Celgene’s Perspective: How a Mixed Martial Arts Fighter Would Approach Data Analytics
By James Royster, Director, Commercial Analytics, Celgene
Mixed Martial Arts (MMA) combines striking, wrestling and other fighting techniques into a unified sport. Every martial art and fighting technique has its strengths and strategic advantages. Boxing is known for punching but also provides footwork, guard position and head movement. Wrestling relies upon takedowns. Karate features striking techniques such as kicking. MMA is a hybrid of all of these (and many more) drawing upon each mode of combat as needed for a given competitive situation. If an MMA athlete competed against a boxer or karate expert, the mixed martial artist would clearly have an unfair advantage. MMA’s real strength is its versatility and its ability to absorb new methods.
DataOps is the mixed martial arts of data analytics. It is a hybrid of Agile Development, DevOps and the statistical process drawn from lean manufacturing. Like MMA, the strength of DataOps is its readiness to evolve and incorporate new techniques that improve the quality, reliability, and flexibility of the data analytics pipeline. DataOps gives data analytics professionals an unfair advantage over those who are doing things the old way — using hope, heroism or just going slowly in order to cope with the rapidly changing requirements of the competitive marketplace.
Agile development has revolutionized the speed of software development over the past twenty years. Before Agile, development teams spent long periods of time developing specifications that would be obsolete long before deployment. Agile breaks down software development into small increments, which are defined and implemented quickly. This allows a development team to become much more responsive to customer requirements and ultimately accelerates time to market.
Data analytics shares much in common with software development. Conceptually, the data analytics pipeline takes raw data, passes it through a series of steps and turns it into actionable information. Files, such as scripts, code, algorithms, configuration files, and many others, drive each processing stage. These files, taken as a whole, are essentially just code. As a coding endeavor, data analytics has the opportunity to improve implementation speeds by an order of magnitude using techniques like Agile development. DevOps offers additional opportunity for improvement.
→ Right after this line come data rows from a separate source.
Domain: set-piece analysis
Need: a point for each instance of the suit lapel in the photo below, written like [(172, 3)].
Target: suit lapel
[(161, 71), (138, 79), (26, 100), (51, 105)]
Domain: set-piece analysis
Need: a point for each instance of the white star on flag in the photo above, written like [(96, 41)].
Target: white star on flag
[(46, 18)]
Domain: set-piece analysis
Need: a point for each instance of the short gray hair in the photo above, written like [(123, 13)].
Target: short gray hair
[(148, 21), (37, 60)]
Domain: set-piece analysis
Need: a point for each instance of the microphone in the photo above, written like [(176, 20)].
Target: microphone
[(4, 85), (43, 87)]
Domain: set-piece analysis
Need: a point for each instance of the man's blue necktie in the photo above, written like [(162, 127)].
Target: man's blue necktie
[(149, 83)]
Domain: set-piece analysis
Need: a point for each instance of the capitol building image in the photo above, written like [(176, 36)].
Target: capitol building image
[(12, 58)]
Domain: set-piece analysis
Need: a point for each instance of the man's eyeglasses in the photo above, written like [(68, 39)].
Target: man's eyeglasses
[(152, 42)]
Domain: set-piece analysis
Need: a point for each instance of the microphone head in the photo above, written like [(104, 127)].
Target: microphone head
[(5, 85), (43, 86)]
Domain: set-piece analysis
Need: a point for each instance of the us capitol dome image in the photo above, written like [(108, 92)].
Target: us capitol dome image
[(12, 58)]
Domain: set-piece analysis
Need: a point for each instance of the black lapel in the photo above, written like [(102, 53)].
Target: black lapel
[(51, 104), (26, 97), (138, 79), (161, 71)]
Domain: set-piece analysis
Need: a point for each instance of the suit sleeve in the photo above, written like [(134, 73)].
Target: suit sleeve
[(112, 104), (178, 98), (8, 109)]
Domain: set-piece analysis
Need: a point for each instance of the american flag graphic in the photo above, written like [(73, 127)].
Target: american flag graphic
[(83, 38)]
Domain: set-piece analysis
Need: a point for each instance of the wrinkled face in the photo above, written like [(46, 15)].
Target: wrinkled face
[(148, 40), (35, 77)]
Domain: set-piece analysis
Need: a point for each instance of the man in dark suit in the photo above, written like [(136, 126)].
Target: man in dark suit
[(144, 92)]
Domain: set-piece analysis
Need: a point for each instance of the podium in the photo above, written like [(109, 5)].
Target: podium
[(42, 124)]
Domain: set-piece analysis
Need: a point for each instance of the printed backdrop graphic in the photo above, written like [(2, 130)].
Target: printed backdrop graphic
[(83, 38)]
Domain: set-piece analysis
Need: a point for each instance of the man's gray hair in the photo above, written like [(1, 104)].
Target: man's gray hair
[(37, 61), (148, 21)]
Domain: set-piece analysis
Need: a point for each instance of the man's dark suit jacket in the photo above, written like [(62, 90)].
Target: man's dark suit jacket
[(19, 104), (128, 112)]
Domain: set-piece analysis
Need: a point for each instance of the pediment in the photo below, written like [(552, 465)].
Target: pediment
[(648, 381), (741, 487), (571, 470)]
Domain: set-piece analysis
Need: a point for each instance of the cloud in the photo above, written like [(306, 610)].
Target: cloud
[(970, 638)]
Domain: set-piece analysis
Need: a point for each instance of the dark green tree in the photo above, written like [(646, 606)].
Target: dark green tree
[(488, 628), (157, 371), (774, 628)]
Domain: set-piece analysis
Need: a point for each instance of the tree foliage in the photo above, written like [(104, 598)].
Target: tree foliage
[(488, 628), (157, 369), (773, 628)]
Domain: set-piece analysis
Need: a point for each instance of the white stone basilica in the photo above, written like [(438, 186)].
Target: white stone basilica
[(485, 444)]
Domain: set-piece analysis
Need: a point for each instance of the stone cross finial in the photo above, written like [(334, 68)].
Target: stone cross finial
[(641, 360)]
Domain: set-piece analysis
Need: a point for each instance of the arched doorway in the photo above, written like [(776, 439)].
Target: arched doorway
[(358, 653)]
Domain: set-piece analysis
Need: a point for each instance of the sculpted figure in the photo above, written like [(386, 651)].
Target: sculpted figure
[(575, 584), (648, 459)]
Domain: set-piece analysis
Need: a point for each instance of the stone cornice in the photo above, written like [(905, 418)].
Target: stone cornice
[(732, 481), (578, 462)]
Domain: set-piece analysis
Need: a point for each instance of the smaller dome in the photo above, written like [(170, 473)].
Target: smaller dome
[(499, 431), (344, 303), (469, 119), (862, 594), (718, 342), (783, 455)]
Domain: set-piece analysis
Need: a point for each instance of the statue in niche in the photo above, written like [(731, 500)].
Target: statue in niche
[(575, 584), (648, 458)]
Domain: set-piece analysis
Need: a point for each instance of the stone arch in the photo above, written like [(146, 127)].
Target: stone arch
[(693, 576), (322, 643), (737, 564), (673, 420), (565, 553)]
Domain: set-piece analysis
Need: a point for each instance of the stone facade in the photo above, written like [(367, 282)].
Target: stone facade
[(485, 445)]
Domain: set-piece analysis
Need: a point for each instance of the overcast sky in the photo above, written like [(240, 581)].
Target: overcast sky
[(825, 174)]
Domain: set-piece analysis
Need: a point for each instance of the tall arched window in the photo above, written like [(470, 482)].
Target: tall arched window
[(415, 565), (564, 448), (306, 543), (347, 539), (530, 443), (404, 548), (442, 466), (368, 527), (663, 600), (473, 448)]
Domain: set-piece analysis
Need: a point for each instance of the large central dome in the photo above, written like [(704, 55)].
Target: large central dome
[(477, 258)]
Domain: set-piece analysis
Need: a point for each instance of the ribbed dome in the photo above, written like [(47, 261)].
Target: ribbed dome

The difficulty of procuring and provisioning physical IT resources has often hampered data analytics. In the software development domain, leading-edge companies are turning to DevOps, which utilizes cloud resources instead of on-site servers and storage. This allows developers to procure and provision IT resources nearly instantly and with much greater control over the run-time environment. This improves flexibility and yields another order of magnitude improvement in the speed of deploying features to the user base.
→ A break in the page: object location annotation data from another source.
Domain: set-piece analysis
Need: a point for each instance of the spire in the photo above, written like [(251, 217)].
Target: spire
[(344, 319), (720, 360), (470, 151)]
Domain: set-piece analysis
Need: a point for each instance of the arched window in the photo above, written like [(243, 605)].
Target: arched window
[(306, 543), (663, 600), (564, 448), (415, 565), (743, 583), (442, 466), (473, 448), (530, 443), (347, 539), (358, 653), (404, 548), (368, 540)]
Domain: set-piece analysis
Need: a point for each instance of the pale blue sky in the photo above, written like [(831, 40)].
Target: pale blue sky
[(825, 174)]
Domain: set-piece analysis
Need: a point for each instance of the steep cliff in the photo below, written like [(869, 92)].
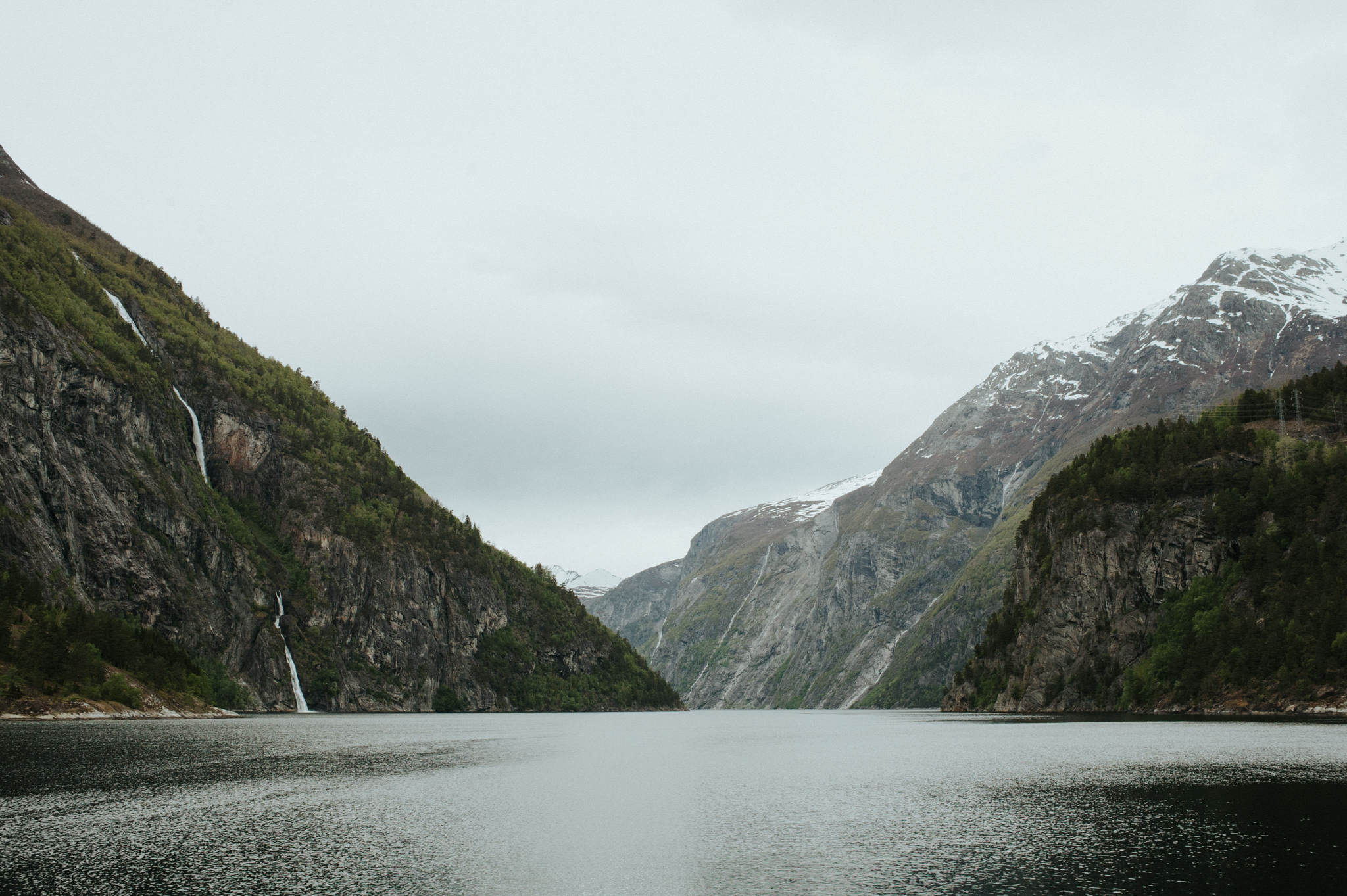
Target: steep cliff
[(1188, 567), (118, 504), (880, 599)]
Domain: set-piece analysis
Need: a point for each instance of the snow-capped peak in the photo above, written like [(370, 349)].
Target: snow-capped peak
[(1313, 280), (812, 504), (587, 587)]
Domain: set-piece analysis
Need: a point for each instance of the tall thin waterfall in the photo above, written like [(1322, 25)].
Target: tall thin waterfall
[(301, 704), (195, 423), (195, 436)]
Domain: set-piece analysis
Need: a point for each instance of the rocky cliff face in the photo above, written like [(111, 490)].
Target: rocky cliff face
[(391, 601), (1092, 600), (880, 599)]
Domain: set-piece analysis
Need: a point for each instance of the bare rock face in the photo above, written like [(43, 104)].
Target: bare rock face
[(1096, 605), (389, 600), (877, 600)]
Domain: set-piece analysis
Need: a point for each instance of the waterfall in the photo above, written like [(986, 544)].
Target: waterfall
[(301, 704), (197, 442), (126, 315), (195, 424)]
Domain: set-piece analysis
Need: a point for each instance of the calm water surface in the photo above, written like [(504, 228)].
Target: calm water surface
[(705, 802)]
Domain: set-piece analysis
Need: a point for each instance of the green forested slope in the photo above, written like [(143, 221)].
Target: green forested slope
[(1268, 623), (361, 554)]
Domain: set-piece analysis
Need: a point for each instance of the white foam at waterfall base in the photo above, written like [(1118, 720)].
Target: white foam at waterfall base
[(301, 704)]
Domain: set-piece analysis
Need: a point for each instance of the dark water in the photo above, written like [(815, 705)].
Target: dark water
[(712, 802)]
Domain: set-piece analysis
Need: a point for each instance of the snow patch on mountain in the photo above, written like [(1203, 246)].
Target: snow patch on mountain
[(811, 504), (1313, 281), (586, 587)]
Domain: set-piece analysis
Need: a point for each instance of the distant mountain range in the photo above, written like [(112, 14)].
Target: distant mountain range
[(159, 470), (879, 598), (587, 587)]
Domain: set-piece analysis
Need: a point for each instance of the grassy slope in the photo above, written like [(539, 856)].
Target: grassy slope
[(1272, 625), (353, 488)]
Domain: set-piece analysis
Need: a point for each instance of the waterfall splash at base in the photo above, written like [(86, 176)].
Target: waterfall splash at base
[(301, 704)]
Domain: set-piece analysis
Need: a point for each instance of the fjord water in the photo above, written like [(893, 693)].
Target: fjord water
[(705, 802)]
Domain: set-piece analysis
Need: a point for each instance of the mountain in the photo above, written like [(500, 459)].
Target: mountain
[(880, 599), (160, 470), (593, 584), (1187, 567)]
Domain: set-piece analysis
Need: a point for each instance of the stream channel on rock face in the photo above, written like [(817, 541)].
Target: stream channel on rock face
[(704, 802)]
DataOps also incorporates lean manufacturing techniques into data analytics through the use of statistical process controls. In manufacturing, tests are used to monitor and improve the quality of factory-floor processes. In DataOps, tests are used to verify the inputs, business logic, and outputs at each stage of the data analytics pipeline. The data analytics professional adds a test each time a change is made. The suite of tests grows over time until it eventually becomes quite substantial. The tests validate the quality and integrity of a new release when a feature set is released to the user base. Tests allow the data analytics professional to quickly verify a release, substantially reducing the amount of time spent on deploying updates.
Statistical process controls also monitor data, alerting the data team to an unexpected variance. This may require updates to the business logic built into the tests, or it might lead data scientists down new paths of inquiry or experimentation. The test alerts can be a starting point for creative discovery.
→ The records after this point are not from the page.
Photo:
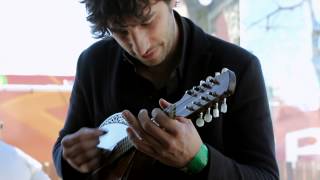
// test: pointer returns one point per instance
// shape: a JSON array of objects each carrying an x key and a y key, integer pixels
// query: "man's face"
[{"x": 150, "y": 40}]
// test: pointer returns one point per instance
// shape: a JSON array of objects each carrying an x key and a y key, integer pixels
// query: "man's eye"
[
  {"x": 146, "y": 23},
  {"x": 120, "y": 32}
]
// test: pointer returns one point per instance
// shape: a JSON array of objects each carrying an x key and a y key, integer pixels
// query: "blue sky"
[{"x": 284, "y": 50}]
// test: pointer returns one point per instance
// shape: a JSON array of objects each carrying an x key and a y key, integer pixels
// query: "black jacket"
[{"x": 240, "y": 142}]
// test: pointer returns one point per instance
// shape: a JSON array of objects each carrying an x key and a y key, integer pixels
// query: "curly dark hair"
[{"x": 102, "y": 12}]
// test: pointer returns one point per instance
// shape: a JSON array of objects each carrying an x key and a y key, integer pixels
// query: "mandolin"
[{"x": 124, "y": 161}]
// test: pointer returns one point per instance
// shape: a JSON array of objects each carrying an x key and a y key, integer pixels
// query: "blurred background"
[{"x": 40, "y": 41}]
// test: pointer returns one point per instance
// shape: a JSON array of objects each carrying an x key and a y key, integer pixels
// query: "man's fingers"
[
  {"x": 84, "y": 134},
  {"x": 133, "y": 123},
  {"x": 157, "y": 135},
  {"x": 163, "y": 103},
  {"x": 142, "y": 134},
  {"x": 170, "y": 125},
  {"x": 139, "y": 144}
]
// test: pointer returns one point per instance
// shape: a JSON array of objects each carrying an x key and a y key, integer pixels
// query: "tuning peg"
[
  {"x": 202, "y": 82},
  {"x": 200, "y": 121},
  {"x": 215, "y": 111},
  {"x": 224, "y": 106},
  {"x": 209, "y": 79},
  {"x": 224, "y": 70},
  {"x": 208, "y": 116}
]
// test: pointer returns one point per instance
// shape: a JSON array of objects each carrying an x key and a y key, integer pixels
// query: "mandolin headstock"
[{"x": 209, "y": 93}]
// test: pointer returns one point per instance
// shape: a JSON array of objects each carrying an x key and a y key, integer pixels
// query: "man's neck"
[{"x": 159, "y": 74}]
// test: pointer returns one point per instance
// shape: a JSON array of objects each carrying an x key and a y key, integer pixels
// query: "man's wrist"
[{"x": 199, "y": 161}]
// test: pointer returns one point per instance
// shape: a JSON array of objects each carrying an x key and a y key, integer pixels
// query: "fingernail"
[{"x": 104, "y": 131}]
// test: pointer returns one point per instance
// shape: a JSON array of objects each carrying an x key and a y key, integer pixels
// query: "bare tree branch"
[{"x": 274, "y": 12}]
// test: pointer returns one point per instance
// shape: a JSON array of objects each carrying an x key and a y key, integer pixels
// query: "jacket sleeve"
[
  {"x": 77, "y": 117},
  {"x": 248, "y": 138}
]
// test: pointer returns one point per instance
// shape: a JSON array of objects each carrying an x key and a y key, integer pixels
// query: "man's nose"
[{"x": 140, "y": 41}]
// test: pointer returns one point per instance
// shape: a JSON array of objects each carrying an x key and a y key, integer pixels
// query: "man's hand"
[
  {"x": 174, "y": 142},
  {"x": 80, "y": 149}
]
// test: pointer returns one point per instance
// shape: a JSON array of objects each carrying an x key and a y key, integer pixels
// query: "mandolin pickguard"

The combination of Agile development, DevOps, and statistical process controls gives DataOps the strategic tools to reduce time to insight, improve the quality of analytics, promote reuse and refactoring and lower the marginal cost of asking the next business question. Like mixed martial arts, DataOps draws its effectiveness from an eclectic mix of tools and techniques drawn from other fields and domains. Individually, each of these techniques is valuable, but together they form an effective new approach, which can take your data analytics to the next level.